The policy does not exploit the fact that the
desirable outcome is also an equilibrium. We can
rely on the market to correct this coordination
failure. Selectively promote a few key sectors in
the economy which would through the linkages
with the rest of the economy stimulate other
sectors as well (unbalanced growth).
Linkages and policy
How do we choose key sectors?
The number of linkages a certain sector possesses is
important. The characteristics of the economy.
Does it matter if forward or backward linkages are
promoted? Yes, a backward linkage directly raises the
price of its output and a forward linkage reduces the
price on one of its inputs of production. Forward
linkage has international implications as well.
It is also important to look at the “intrinsic
profitability” in each sector. It might be the case that
the government maximizes the chances of overcoming
coordination failure by investing in the least profitable
activity.
History versus expectations
Problem: The case of several sectors
simultaneously functioning at a suboptimal level
requires a policy that assists the economy to
move from a suboptimal outcome to one that is
more efficient.
Assumption: History makes it difficult for firms,
individuals or sectors to move out from the lowlevel equilibrium trap. If expectations of agents
could be changed movement would occur from
one equilibrium to another
History versus expectations
In the case of an economic coordination failure,
going first means taking economic losses.
Expectation plays a role when there is some
advantage to going first. For example congestion
increases the cost of moving later, perhaps
because of difficulties in finding housing. In such
cases economic agents might trade-off the lower
current returns from moving now with the higher
costs of moving in the future.
History versus expectations
Another important factor is increasing returns
A production activity displays increasing returns
to scale if an expansion in the scale lowers the
unit cost of operation. The role of increasing
returns in development:
The ability to realize the gains from increasing returns
depends on the size of the available market for the
product.
The size of the market may itself depend on the ability
to exploit increasing returns, expand production and
pay out income to employees.
History versus expectations
Increasing returns and entry into markets:
Assume that a developing country has a small
domestic market for automobiles that is
currently serviced by imports. Now assume
that a local manufacturer designs a car that is
particularly suitable for domestic conditions.
Production of automobiles involves increasing
returns to scale, which imply that large
volumes have to be produced to reduce unit
cost
History versus expectations
This leads to the following dilemma: during the
transitional period where customers are
progressively switching to the new product our
producer must function at a loss. Losses would
not be a problem if capital markets were perfect.

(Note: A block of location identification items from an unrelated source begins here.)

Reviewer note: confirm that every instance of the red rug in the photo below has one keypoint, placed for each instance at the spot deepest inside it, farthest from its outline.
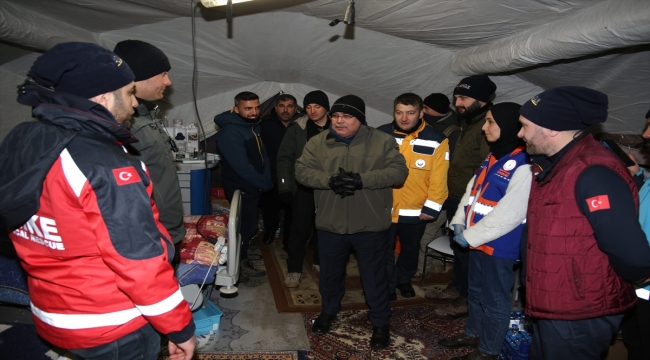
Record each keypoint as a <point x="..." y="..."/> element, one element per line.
<point x="415" y="333"/>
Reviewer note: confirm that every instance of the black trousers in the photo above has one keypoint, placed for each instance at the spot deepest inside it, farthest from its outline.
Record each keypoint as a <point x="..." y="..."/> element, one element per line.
<point x="402" y="271"/>
<point x="249" y="214"/>
<point x="270" y="205"/>
<point x="586" y="339"/>
<point x="334" y="252"/>
<point x="460" y="275"/>
<point x="302" y="223"/>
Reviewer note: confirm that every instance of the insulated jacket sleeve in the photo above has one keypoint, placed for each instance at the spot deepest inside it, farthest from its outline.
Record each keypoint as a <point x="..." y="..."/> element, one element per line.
<point x="609" y="206"/>
<point x="308" y="170"/>
<point x="507" y="214"/>
<point x="459" y="216"/>
<point x="394" y="171"/>
<point x="132" y="243"/>
<point x="438" y="191"/>
<point x="286" y="160"/>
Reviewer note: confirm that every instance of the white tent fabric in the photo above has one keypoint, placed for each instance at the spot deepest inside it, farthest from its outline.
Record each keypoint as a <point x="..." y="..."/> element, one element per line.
<point x="420" y="46"/>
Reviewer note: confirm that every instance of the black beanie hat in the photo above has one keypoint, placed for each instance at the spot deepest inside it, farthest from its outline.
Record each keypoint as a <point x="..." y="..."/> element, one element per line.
<point x="351" y="104"/>
<point x="506" y="115"/>
<point x="566" y="108"/>
<point x="478" y="87"/>
<point x="81" y="69"/>
<point x="316" y="97"/>
<point x="437" y="102"/>
<point x="145" y="60"/>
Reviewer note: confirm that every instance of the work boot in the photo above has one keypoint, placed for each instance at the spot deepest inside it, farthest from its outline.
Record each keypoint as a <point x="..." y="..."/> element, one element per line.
<point x="476" y="355"/>
<point x="458" y="341"/>
<point x="322" y="324"/>
<point x="269" y="236"/>
<point x="406" y="290"/>
<point x="455" y="310"/>
<point x="447" y="295"/>
<point x="380" y="337"/>
<point x="292" y="280"/>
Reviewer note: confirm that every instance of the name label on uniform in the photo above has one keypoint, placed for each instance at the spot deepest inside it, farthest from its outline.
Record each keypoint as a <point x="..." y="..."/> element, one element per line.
<point x="41" y="230"/>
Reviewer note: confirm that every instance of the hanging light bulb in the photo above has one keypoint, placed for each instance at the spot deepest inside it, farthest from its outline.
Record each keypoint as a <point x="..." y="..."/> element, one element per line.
<point x="215" y="3"/>
<point x="349" y="14"/>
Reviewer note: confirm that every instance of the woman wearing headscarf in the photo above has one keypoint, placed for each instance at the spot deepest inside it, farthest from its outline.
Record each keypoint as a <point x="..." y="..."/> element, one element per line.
<point x="491" y="224"/>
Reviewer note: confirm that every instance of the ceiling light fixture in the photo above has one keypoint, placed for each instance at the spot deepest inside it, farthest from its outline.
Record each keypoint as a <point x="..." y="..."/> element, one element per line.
<point x="215" y="3"/>
<point x="349" y="15"/>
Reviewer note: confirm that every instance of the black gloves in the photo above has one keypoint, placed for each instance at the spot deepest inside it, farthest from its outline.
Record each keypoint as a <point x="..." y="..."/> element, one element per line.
<point x="345" y="183"/>
<point x="286" y="197"/>
<point x="353" y="179"/>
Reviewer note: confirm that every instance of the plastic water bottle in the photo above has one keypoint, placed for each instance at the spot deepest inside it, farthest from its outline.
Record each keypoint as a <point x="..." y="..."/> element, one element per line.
<point x="515" y="329"/>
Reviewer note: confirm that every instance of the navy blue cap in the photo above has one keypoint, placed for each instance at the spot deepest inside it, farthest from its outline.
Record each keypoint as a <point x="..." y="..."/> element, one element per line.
<point x="566" y="108"/>
<point x="82" y="69"/>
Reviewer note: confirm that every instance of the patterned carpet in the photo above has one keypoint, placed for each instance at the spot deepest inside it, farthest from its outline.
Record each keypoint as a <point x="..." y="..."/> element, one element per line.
<point x="306" y="298"/>
<point x="415" y="333"/>
<point x="262" y="355"/>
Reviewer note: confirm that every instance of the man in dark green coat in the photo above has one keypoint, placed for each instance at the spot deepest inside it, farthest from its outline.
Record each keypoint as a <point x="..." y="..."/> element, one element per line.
<point x="352" y="169"/>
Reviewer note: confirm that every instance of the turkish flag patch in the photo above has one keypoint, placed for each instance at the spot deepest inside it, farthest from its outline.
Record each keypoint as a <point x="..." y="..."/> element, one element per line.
<point x="126" y="175"/>
<point x="600" y="202"/>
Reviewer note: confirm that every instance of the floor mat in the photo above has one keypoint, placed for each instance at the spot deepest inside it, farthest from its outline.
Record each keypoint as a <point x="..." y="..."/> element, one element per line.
<point x="306" y="298"/>
<point x="20" y="342"/>
<point x="415" y="333"/>
<point x="262" y="355"/>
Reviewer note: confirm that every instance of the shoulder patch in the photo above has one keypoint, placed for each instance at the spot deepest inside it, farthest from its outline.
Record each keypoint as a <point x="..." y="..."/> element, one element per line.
<point x="509" y="165"/>
<point x="600" y="202"/>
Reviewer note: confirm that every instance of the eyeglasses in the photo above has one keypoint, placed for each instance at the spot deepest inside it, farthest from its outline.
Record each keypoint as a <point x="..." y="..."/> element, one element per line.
<point x="344" y="116"/>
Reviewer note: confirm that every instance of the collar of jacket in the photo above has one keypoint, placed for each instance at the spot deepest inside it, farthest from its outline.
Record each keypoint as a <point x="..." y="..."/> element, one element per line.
<point x="480" y="114"/>
<point x="547" y="163"/>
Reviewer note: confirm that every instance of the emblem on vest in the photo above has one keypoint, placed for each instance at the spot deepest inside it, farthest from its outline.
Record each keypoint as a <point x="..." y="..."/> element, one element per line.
<point x="509" y="165"/>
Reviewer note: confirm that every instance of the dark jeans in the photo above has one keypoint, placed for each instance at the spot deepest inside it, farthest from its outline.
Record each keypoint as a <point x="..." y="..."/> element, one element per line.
<point x="270" y="205"/>
<point x="301" y="227"/>
<point x="248" y="220"/>
<point x="636" y="331"/>
<point x="143" y="343"/>
<point x="460" y="275"/>
<point x="334" y="251"/>
<point x="402" y="271"/>
<point x="575" y="339"/>
<point x="488" y="300"/>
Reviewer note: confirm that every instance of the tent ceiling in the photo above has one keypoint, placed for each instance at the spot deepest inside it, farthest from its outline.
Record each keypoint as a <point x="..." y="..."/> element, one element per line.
<point x="402" y="45"/>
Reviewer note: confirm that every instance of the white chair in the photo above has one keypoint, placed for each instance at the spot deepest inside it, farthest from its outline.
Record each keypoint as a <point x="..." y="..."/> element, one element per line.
<point x="438" y="249"/>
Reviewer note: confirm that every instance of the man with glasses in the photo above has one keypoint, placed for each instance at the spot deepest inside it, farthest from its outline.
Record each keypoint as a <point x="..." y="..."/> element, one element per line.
<point x="421" y="197"/>
<point x="352" y="169"/>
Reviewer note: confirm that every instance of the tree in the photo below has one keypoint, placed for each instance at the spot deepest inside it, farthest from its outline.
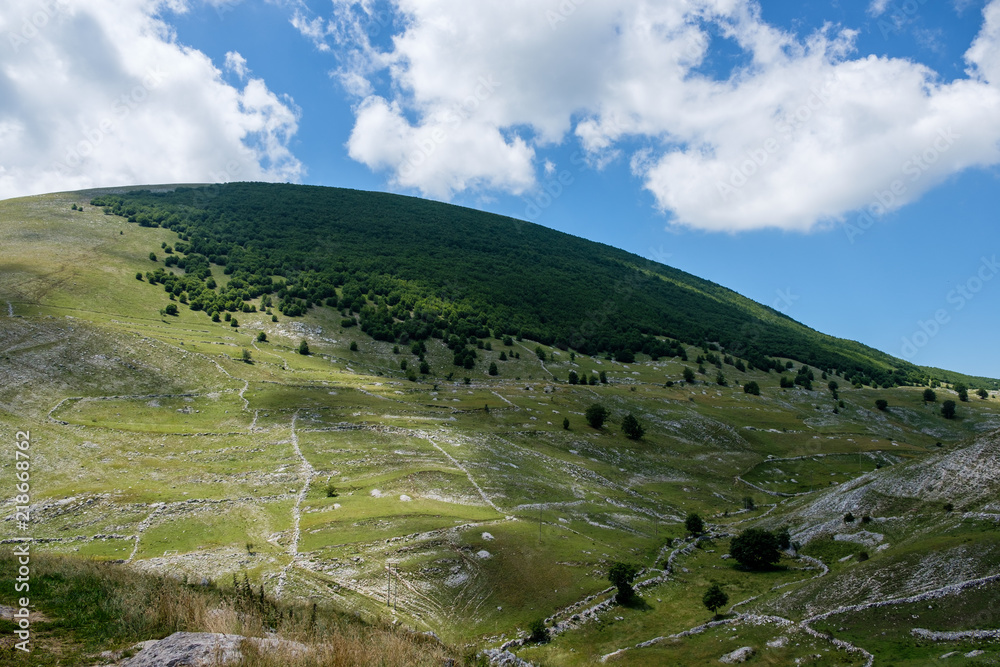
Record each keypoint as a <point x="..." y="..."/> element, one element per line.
<point x="596" y="415"/>
<point x="631" y="427"/>
<point x="755" y="549"/>
<point x="715" y="598"/>
<point x="539" y="633"/>
<point x="694" y="524"/>
<point x="621" y="576"/>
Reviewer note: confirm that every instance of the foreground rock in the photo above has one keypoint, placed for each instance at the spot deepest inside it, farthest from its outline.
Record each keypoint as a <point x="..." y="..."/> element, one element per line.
<point x="203" y="649"/>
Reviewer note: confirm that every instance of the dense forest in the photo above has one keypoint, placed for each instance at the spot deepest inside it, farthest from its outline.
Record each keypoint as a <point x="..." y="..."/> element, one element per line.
<point x="406" y="269"/>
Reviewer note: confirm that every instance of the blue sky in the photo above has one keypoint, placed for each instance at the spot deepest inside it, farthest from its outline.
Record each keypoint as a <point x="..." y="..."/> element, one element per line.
<point x="756" y="145"/>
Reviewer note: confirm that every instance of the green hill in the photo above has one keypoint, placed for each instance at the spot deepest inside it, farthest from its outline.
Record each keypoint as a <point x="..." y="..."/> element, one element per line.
<point x="413" y="269"/>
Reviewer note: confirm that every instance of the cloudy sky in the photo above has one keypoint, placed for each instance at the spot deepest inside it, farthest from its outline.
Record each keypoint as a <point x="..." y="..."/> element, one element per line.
<point x="838" y="163"/>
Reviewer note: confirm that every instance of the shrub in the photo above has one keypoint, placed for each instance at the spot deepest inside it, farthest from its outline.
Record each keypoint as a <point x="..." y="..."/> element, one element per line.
<point x="755" y="549"/>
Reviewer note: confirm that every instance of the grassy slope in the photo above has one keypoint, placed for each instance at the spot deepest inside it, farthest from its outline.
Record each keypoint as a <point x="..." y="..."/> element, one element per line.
<point x="160" y="410"/>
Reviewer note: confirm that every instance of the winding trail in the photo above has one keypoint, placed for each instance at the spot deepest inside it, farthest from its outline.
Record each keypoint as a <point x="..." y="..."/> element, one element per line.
<point x="309" y="473"/>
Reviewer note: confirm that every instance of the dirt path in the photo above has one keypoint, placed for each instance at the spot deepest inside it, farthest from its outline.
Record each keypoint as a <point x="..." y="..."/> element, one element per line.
<point x="308" y="472"/>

If not the whole project may be scuttled. Three
things caused this problem:
Increasing returns in production
Credit markets are missing
Customers switch slowly
Increasing returns and market
size: Interaction
Construction industry: In developing countries
construction is a labour-intensive industry. In
developed countries automated process (cranes
and fabricated walls). Final production of a
house is reduced to a large series of automated
steps requiring the provision of many
intermediate inputs. These inputs can be
extremely costly and requires a larger market. In
other words intermediate inputs are often
produced under conditions of increasing returns
to scale. This means that increased varieties of
inputs would increase output.
Increasing returns and market
size: Interaction
Assume a poor country with low demand for the
final product. This means that intermediate
production is constrained (implies a high price).
Firms substitute away from intermediates to
labour, which reduce productivity and income.
Low income in turn generates lower demand and
the vicious circle is complete. The opposite
occurs in a virtuous circle. High demand for the
final consumption good increased the demand for
intermediates, which lower the price of
intermediates. Falling prices give incentives of
substitution away from labour towards
intermediates, which has a positive impact on
productivity and on income in the economy.